Thursday, September 21, 2006

NOT THERE YET
I'm worried. Although I had an excellent interview at my prospective employers, the way things are going at my current home I could get sacked before I have a chance to quit.

Every time I go to work now, I dread the opening of my inbox, fearful of what awaits me inside. My heart literally sinks and my mood swings lower.

This time it stems from a panic just before deadline, precipitated by a costly new content management system which routinely fucks up. The fact that it does this at random, and therefore may not have affected my colleagues, is only likely to deepen my boss's loathing for me.

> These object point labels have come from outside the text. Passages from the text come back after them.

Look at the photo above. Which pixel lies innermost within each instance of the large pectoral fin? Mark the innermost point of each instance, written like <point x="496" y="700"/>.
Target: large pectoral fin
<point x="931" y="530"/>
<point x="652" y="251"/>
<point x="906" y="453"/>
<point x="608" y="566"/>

As and when my next reprimand comes, complete with the punishment he intends to mete out, I'll already have a considered response:

"I wouldn't do that for the following reason," I'd say.
"One - it's grossly unfair and part, I feel, of your campaign to discredit, demoralise and demotivate me, while at the same time hounding me out because of your managerial incompetence.
Two - I'll take it to the unions and take you to an industrial tribunal - I've been told I have a watertight case.
Three - I'm leaving anyway (please see my notice attached)."

But I need to be careful. Although I've almost landed the new job, they see me coming to them from a position of strength i.e. I have a job already. If I leave before signing for the new firm, then I might look desperate. Either way, I want to be out of there within a month. So let's just hope that new contract lands on my doormat sooner rather than later.